Beyond transient illusions, phenomena like phantom limbs offer profound insights. Following the amputation of a limb, the vast majority of individuals continue to experience vivid sensations as if the limb were still present, often including pain (phantom limb pain, or PLP).⁶⁸ This phenomenon is strongly linked to cortical reorganization in the somatosensory and motor cortex. Brain areas that previously received input from and controlled the amputated limb do not remain silent; instead, they are often “invaded” or recruited by neighboring cortical regions representing other body parts (e.g., the area for the face might expand into the former hand area).⁶⁸ Consequently, touching the face might evoke sensations in the phantom hand. This demonstrates profound neuroplasticity and reveals that the brain maintains a persistent representation of the body (a body schema or image) that can endure even after drastic physical changes. Peripheral nerve changes, such as the formation of neuromas and nerve hyperexcitability at the stump site, as well as central sensitization in the spinal cord, also contribute to phantom limb sensations and pain.⁶⁸

The study of these illusions and neurological conditions powerfully underscores that our perception is not a direct readout of the physical world or our physical body. Instead, it is a dynamically constructed neural representation. Many illusions demonstrate the brain’s drive to create a single, coherent model of reality by integrating information across senses, even if it means altering the input from one sense to align with another, or “filling in” missing data based on prior experience and inherent processing rules. The fact that these are predictable outcomes of a normally functioning brain, rather than system failures, makes them invaluable tools for dissecting the constructive processes of perception. This has far-reaching implications, influencing our understanding of the reliability of perception in everyday life (e.g., eyewitness testimony), the subjective nature of experiences like pain, and the remarkable flexibility of our brain’s body representation.

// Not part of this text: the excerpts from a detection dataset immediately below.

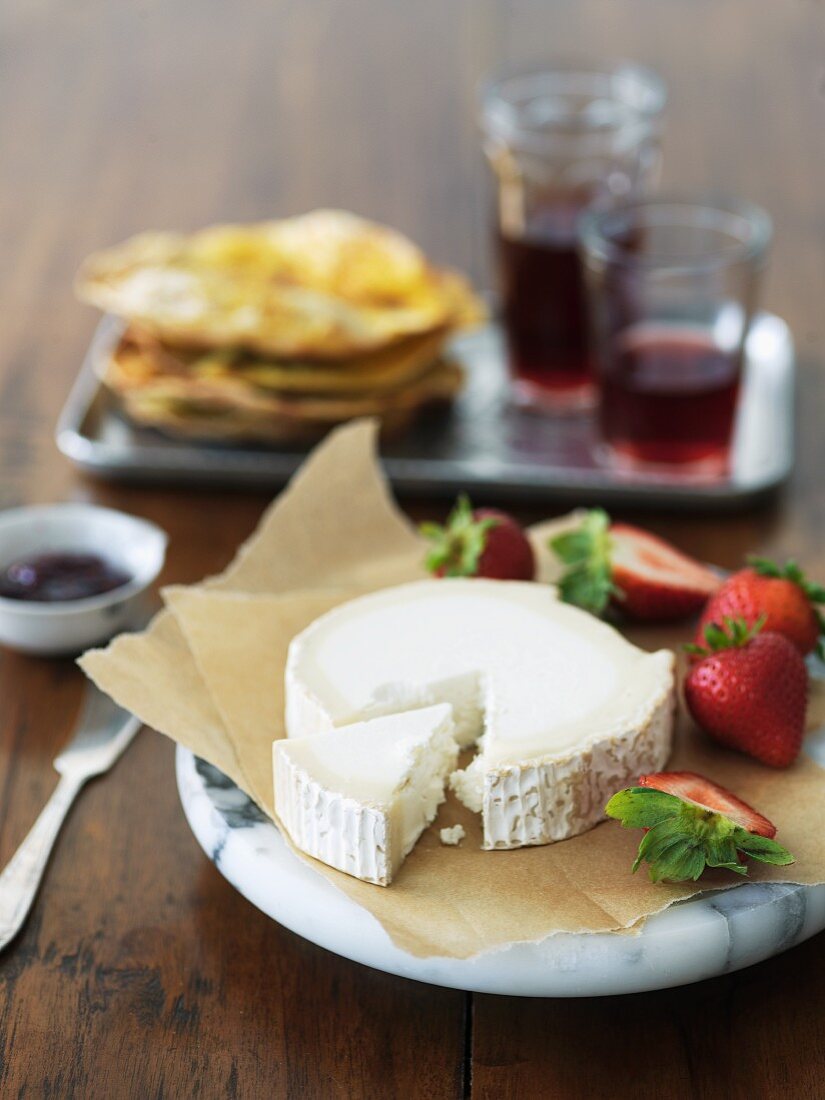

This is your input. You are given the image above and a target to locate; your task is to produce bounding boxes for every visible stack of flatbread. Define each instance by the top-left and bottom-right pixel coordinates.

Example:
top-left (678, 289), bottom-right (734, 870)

top-left (77, 210), bottom-right (484, 443)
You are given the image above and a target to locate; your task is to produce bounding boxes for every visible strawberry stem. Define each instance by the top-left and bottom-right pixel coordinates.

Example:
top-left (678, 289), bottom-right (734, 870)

top-left (684, 615), bottom-right (767, 657)
top-left (747, 554), bottom-right (825, 660)
top-left (418, 493), bottom-right (501, 576)
top-left (548, 508), bottom-right (623, 615)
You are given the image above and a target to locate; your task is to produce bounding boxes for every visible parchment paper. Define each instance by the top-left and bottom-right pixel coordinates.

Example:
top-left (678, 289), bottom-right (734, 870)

top-left (80, 421), bottom-right (825, 958)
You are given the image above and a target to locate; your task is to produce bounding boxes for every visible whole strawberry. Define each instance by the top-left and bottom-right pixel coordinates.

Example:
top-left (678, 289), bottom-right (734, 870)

top-left (699, 558), bottom-right (825, 656)
top-left (684, 618), bottom-right (807, 768)
top-left (420, 495), bottom-right (536, 581)
top-left (549, 508), bottom-right (722, 622)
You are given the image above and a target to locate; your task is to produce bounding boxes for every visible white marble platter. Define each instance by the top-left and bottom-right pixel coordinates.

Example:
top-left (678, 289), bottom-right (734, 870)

top-left (176, 736), bottom-right (825, 997)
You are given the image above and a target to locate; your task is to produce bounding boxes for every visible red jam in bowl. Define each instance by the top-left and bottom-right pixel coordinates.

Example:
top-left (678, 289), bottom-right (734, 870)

top-left (0, 551), bottom-right (132, 603)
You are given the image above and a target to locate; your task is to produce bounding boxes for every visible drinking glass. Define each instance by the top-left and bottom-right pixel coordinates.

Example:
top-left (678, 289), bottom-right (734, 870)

top-left (481, 64), bottom-right (666, 410)
top-left (580, 200), bottom-right (771, 476)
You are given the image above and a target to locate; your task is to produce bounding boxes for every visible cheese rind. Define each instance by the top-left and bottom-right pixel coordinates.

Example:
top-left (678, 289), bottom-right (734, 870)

top-left (273, 705), bottom-right (458, 886)
top-left (286, 579), bottom-right (675, 848)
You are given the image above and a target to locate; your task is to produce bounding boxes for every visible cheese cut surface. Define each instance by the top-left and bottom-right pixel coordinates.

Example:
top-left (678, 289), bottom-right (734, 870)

top-left (286, 579), bottom-right (675, 848)
top-left (273, 704), bottom-right (458, 886)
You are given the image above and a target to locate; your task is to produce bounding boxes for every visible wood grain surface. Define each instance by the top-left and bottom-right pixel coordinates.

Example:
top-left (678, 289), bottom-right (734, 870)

top-left (0, 0), bottom-right (825, 1100)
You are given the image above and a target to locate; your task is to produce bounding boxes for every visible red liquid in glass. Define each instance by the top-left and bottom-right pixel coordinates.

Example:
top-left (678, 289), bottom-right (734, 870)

top-left (498, 212), bottom-right (593, 404)
top-left (600, 325), bottom-right (741, 473)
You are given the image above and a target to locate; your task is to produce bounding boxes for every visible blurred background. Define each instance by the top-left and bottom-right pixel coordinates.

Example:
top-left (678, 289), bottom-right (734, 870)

top-left (0, 0), bottom-right (825, 506)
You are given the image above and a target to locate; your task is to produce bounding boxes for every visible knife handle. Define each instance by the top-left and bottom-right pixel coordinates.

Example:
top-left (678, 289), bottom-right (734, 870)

top-left (0, 776), bottom-right (84, 950)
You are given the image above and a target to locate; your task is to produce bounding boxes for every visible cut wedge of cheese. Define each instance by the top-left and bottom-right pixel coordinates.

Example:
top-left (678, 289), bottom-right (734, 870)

top-left (286, 579), bottom-right (675, 848)
top-left (273, 704), bottom-right (458, 887)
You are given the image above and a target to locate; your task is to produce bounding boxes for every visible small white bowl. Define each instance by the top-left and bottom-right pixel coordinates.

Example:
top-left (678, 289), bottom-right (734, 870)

top-left (0, 504), bottom-right (168, 656)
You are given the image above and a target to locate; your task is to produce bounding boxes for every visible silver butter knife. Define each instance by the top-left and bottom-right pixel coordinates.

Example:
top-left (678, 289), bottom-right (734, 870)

top-left (0, 683), bottom-right (142, 950)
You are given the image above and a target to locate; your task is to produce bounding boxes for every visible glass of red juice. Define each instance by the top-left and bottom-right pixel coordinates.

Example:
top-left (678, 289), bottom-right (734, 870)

top-left (482, 64), bottom-right (666, 411)
top-left (580, 199), bottom-right (771, 477)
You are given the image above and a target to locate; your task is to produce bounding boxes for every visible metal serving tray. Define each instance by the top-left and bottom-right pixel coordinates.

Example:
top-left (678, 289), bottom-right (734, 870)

top-left (56, 314), bottom-right (794, 509)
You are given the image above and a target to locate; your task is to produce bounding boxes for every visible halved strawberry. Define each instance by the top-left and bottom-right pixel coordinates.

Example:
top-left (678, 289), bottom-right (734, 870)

top-left (605, 771), bottom-right (793, 882)
top-left (550, 509), bottom-right (722, 620)
top-left (639, 771), bottom-right (777, 837)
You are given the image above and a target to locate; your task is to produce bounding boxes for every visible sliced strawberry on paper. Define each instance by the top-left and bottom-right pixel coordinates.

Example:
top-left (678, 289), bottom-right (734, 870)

top-left (605, 771), bottom-right (793, 882)
top-left (550, 508), bottom-right (722, 620)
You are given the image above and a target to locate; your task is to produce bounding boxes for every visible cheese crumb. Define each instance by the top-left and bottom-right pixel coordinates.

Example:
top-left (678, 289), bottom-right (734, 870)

top-left (438, 825), bottom-right (466, 845)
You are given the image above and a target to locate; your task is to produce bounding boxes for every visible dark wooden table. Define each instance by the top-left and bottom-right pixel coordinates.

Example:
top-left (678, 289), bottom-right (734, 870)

top-left (0, 0), bottom-right (825, 1100)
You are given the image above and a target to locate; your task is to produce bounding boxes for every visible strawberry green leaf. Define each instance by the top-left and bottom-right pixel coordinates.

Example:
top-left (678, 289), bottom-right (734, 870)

top-left (605, 787), bottom-right (793, 882)
top-left (605, 787), bottom-right (684, 828)
top-left (748, 554), bottom-right (825, 604)
top-left (684, 615), bottom-right (767, 657)
top-left (734, 828), bottom-right (794, 867)
top-left (418, 494), bottom-right (501, 576)
top-left (548, 508), bottom-right (620, 615)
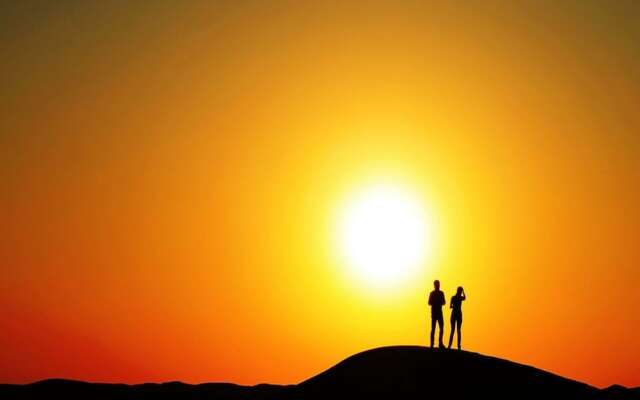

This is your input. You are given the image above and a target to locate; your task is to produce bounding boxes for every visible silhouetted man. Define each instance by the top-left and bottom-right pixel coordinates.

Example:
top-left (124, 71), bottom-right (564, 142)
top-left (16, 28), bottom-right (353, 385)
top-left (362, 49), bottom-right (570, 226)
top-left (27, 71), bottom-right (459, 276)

top-left (429, 280), bottom-right (447, 348)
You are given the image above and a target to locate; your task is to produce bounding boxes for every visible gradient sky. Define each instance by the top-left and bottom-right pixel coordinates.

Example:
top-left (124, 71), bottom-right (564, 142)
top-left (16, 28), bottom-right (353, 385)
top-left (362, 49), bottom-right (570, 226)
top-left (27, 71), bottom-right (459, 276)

top-left (0, 0), bottom-right (640, 386)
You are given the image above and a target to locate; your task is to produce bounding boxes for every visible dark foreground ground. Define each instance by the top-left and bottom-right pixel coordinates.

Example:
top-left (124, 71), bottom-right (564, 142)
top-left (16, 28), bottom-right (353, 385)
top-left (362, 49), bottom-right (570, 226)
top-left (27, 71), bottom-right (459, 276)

top-left (0, 346), bottom-right (640, 400)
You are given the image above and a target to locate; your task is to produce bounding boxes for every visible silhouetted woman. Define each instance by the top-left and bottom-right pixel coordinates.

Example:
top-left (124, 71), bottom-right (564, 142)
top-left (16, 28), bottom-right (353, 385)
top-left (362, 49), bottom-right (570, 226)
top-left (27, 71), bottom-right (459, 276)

top-left (449, 286), bottom-right (467, 350)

Table 3: Illuminating Illusions: What They Reveal About Perceptual Construction

Illusion Name	Sensory Modality(ies) Involved	Brief Description of the Illusion	Key Insight into Brain’s Perceptual Construction
Kanizsa Triangle	Vision	Perception of illusory contours forming a shape (e.g., a triangle) that is not physically present.55	Brain’s tendency for closure, “filling-in” missing information based on top-down expectations to create coherent forms.29
Müller-Lyer Illusion	Vision	Lines of equal length appear different due to the orientation of arrowheads at their ends.54	Misapplication of 3D depth cues (learned from “carpentered” environments) to 2D figures, affecting size perception.48
Ponzo Illusion	Vision	Two identical lines appear different in size when placed between converging lines, suggesting depth.57	Brain interprets linear perspective cues for depth, scaling perceived size based on apparent distance. Linked to receptive field shifts in visual cortex.57
Ebbinghaus Illusion	Vision	Perceived size of a central circle is influenced by the size of surrounding circles.56	Demonstrates the impact of relative context on size perception; the brain judges size comparatively rather than absolutely.
McGurk Effect	Audition, Vision	Visual information of lip movements alters the perception of an auditory speech sound.61	Powerful multisensory integration where vision can override or fuse with auditory input to create a novel, unified percept.
Cutaneous Rabbit Illusion	Touch (Somatosensation)	Rapid sequential taps at two skin locations create illusory taps at intervening locations.66	Brain “fills in” missing tactile information based on spatiotemporal patterns, demonstrating predictive interpolation and dynamic remapping in somatosensory cortex.66
Phantom Limb Sensation	Somatosensation, Proprioception	Vivid sensation that an amputated limb is still present, often including pain.68	Profound cortical reorganization (neuroplasticity) in somatosensory and motor areas; the brain’s internal body map persists and can generate sensations without peripheral input.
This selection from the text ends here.